そして泡を食ったのがプランバナンの出口だ。すぐそこに出口があるはずなのになかなか出ることができないのである。なぜって?売店のラビリンス状態であったのだ。
売店のラビリンス(プランバナン)
どこを歩いても売店、ちょっと広いところに出てみるとその広場は売店で囲まれている。売店と売店の間の細い通路を抜けるとまた売店。そんなことをしているうちに売り子は近づいてくる。そして日本語は堪能なのである。「おにいさん、おにいさん、安いよ。この笛」と言いながら耳元で「ヒューヒューポーポー」と鳴らすのである。日本語だとやばいと思い「No thank you.」と言っても日本語で追いかけてくる。「これ見て、すごいよ。」「いい音するよ」「こっち、こっち」ほんとに流暢な日本語で、こちらがいくら英語だけを使っても発音が幼稚なのでばれてしまっているのだと思った。
ところが、実際には英語も分からないので、見た目が完全に日本人のゆきたんくは日本語で断っていると思われたらしいのだ。そりゃあついてくるよね。
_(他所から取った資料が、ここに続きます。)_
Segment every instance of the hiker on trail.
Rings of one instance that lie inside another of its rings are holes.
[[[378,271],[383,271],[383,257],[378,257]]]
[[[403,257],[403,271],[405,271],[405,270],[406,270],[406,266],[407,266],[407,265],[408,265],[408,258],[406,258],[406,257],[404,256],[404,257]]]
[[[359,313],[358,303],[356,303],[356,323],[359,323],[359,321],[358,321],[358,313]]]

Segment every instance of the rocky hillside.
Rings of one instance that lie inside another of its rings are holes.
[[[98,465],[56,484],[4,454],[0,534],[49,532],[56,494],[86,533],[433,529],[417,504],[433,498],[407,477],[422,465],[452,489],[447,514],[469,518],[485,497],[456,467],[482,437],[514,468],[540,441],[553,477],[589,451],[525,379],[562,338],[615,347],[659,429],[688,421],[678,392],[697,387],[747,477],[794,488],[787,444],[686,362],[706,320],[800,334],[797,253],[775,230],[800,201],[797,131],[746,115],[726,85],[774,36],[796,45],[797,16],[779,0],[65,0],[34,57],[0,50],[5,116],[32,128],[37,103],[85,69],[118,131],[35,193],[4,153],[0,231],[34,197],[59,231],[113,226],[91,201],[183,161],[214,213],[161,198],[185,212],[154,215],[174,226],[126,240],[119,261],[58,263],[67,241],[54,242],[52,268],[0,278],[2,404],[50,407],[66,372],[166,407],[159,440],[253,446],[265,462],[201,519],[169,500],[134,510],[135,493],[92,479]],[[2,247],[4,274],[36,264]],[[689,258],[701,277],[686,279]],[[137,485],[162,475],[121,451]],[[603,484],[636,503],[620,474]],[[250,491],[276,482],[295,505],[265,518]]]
最初の写真にあるのは帰りに駐車場近くで見た初老のおばさんである。申し訳なかったが、目が合わないうちに車に乗り込んだ。おばさんは売店の間を駐車場に戻ってくる観光客がお目当てらしい。ここに写真はないが、昼食をとっている時にも物売りや物乞いの人は来た。ボロブドゥールのストゥパを模った置物を1個だけ持って一一生懸命話しかけてくる10歳くらいの子、2人組の8歳くらいの子供たち、靴磨きをするという。そしてワカメのようにぼろぼろの着物をまとった老婆である。右手を差し出してウーウー言葉にならない声を出している。インドネシア人の義姉もいたが取り合わなかった。「かわいそうだと思うけれど、ここであげたらみんな来てしまうからね。」ところが喉に腫瘍の塊があるのだろう。おおきなこぶをつけた老婆が日用品を売りに来た時には、買ってあげたのである。ゆきたんくはホッとした。
トントン葺きの屋根
ボロブドゥール観光が終わり、車でホテルに向かう際ボロブドゥール出口近くの建物を見ると、第二次大戦終戦時の写真によく見られる掘っ立て小屋の屋根、俗にいうトントン葺きの屋根が見えた。インドネシアでは貧しい人はとことん貧しいという。ここは店舗なのか店舗兼住宅なのか、その実際は分からないけれど当たらずとも遠からじだと思う。乾季と雨季があるにせよ、1年中暖かい(暑い)ことがなによりの救いである。
物売りの少年
渋滞するジョクジャカルタ市内を縫うように走る物売りの少年である。クラクションのシャワーを浴びても動じることなく、慣れた走りで去っていった。打っているものは紙のラッパである。ニューイヤーイブが近いので、今が稼ぎ時なのだろう。顔つきは中学生のようであった。まあ、こうして稼いだ金は遊興費ではなく、生活費なんだろう。日本の携帯を親の金で自由にしている者たちに、一回ぐらいはこのような苦労を味わわせるといいと思ったゆきたんくであった。